We deem it not improper to say that in addition to the uncertainty under which we labor relative to the meaning of the term “low power factor,” another troublesome element confronts us in that there is no satisfactory showing as to the length of time a device such as that here involved should, or must, be successfully operated in order to constitute reduction to practice. Under some circumstances this undoubtedly would be a matter of importance in reaching a correct conclusion. However, it does not appear to have entered into the consideration which led the tribunals of the Patent Office to the conclusion which they concurred in, and we need not dwell upon it.
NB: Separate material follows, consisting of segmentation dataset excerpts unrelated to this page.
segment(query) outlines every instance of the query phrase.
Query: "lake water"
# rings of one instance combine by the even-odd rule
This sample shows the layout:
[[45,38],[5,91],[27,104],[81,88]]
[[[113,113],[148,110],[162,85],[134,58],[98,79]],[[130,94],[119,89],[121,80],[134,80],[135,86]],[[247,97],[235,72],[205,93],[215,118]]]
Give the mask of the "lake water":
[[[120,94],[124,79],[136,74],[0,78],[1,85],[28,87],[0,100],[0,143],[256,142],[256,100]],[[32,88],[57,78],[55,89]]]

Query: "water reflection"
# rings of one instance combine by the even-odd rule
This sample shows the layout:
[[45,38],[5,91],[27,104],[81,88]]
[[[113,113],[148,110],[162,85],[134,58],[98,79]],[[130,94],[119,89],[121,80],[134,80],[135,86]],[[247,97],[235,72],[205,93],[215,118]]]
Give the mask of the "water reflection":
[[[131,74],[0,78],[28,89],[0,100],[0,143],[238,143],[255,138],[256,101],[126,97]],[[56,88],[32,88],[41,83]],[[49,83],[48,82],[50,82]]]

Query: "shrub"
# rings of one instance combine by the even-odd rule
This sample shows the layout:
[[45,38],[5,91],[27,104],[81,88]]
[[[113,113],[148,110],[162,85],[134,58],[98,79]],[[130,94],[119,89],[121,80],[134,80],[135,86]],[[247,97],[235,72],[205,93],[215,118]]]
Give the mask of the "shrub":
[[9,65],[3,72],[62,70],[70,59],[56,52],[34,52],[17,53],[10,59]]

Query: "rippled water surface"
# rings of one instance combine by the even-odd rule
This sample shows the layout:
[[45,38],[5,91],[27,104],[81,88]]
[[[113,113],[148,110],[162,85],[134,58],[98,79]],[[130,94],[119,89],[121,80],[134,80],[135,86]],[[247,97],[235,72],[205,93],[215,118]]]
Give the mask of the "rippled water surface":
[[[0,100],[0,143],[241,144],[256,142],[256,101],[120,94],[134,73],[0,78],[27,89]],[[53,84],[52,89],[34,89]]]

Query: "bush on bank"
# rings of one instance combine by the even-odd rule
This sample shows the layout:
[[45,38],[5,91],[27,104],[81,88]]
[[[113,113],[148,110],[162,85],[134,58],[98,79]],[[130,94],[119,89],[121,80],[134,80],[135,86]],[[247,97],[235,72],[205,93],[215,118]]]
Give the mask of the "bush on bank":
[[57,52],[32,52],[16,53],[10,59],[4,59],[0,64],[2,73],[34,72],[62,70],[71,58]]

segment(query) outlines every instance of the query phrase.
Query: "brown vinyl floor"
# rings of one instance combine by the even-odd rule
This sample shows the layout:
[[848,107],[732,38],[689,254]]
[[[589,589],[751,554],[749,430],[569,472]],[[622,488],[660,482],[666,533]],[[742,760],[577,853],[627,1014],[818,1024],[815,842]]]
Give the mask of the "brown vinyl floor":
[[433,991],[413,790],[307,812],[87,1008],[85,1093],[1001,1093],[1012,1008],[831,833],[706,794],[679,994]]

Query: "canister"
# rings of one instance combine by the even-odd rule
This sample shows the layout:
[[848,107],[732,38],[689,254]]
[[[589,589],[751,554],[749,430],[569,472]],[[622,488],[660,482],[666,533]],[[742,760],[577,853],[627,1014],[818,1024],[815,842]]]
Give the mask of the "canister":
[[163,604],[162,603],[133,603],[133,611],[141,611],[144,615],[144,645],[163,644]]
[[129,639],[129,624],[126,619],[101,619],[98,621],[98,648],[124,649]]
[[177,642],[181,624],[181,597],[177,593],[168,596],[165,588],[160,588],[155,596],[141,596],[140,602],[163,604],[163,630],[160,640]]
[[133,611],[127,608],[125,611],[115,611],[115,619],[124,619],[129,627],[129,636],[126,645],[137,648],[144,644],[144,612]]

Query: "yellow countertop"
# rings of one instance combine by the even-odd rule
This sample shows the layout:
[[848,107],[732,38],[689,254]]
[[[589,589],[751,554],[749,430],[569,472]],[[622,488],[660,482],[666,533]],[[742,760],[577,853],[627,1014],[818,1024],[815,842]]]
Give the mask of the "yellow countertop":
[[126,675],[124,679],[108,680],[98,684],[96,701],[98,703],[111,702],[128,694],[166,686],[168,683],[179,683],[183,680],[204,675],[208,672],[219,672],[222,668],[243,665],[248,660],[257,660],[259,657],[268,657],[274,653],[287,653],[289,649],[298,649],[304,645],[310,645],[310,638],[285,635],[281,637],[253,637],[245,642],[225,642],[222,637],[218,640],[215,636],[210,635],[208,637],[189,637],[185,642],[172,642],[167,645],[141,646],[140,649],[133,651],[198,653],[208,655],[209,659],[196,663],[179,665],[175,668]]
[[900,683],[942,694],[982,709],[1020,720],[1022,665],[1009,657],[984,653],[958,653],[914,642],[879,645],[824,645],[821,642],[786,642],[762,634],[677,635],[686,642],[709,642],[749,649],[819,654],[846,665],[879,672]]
We think the Examiner of Interferences either set forth literally, or paraphrased with entire fairness, the material evidence essential to a proper determination of this case. We have given due consideration to the arguments of counsel for Mershon and to the excerpts from the evidence quoted in their brief, but we agree with the conclusion reached below to the effect that Mershon has failed to show by any satisfactory evidence that there was ever, prior to Robinson’s filing date, any test made by or for him in which aluminum hydroxide was used which properly may be regarded as constituting conception of the invention (as the term “conception” is well understood in patent law) here involved. In the absence of [1259]*1259conception it follows, of course, that there could not have been a reduction to practice.
Our findings upon those questions being in conformity with the findings below and being negative in .character, no useful purpose would be served by quoting the evidence or reviewing it here. Counsel for appellant had the opportunity (and during oral argument of the case before us were invited) to point out airy affirmative evidence contradicting the negative findings below, but failed so to do. Arguments have been presented relative to the construction: which should be placed upon some of the evidence, but those arguments are not convincing. They do not meet the requirement for affirmative evidence which, were any found, we would state. We can see no occasion for stating the arguments and pointing out what we conceive to be their weaknesses. Proof of facts is the primary essential here and such proof is lacking.
The decisions of the respective tribunals of the Patent Office concur in all material findings of fact involved in the case and we are not convinced that they were in error.
The decision of the board is affirmed.